Delisting was the most preferred choice among companies where the promoters held above 76% stake. When a decision had to be made to either delist or lower the promoter stake below 76%, most companies leaned towards delisting. The merits of having a public listing seemed to be inadequate to deter companies from going private. Over the past five years, we had several companies trying to delist and go private. We saw many companies actually go private. Friday’s successful auction of the promoter shares of Blue Dart decisively reversed that trend. The minimum public holding in listed companies had to be at least 24%.The promoters of blue dart, actually chose to reduce their holding and stay listed.
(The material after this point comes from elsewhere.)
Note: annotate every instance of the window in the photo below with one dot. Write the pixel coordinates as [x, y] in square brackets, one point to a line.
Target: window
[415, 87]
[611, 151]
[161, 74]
The merit of having a listing in a growing market like India will be increasingly preferred by several multinationals and blue chips where the promoters own over 76%. This preference may also be egged on by the fact that globally many companies are going through churn and may find it hard to raise the resources needed to delist. Also, once a company delists, it will find it very difficult to raise money again as shareholders will not be convinced about their commitment to service public shareholding. The manner in which the blue dart shares were absorbed indicates the latent appetite for equity of good companies. More players should be encouraged by the success of the auction of blue dart’s promoter shares through the stock exchanges. Listing is back in vouge.
Market leadership keeps evolving with time and indices keep churning companies in line with the trend. The changing indices actually play a role in holding investor sentiment up. Non performers tend to be removed and replaced with performing companies. The current indices seem to have been cleansed and repackaged. From 2008 to now, the indices look very different. They look a lot more robust with constituent companies showing superior earnings growth, better business visibility and lower leverage. These three factors should see these companies showing accelerated earnings growth when the economy revives. When an index is reconstituted in the toughest economic circumstances, it inevitably tends to show outperformance in an economic recovery. To the investor, the reconstitution is a signal that the index provides better reliability, greater predictability and much promise. This signal relevance applies when the index is reconstituted in the worst of times. To us, the index is all set for better times and it is time to show greater faith in the markets and the representative index.
Look to invest for a 3-year window and buy companies that you think will flourish.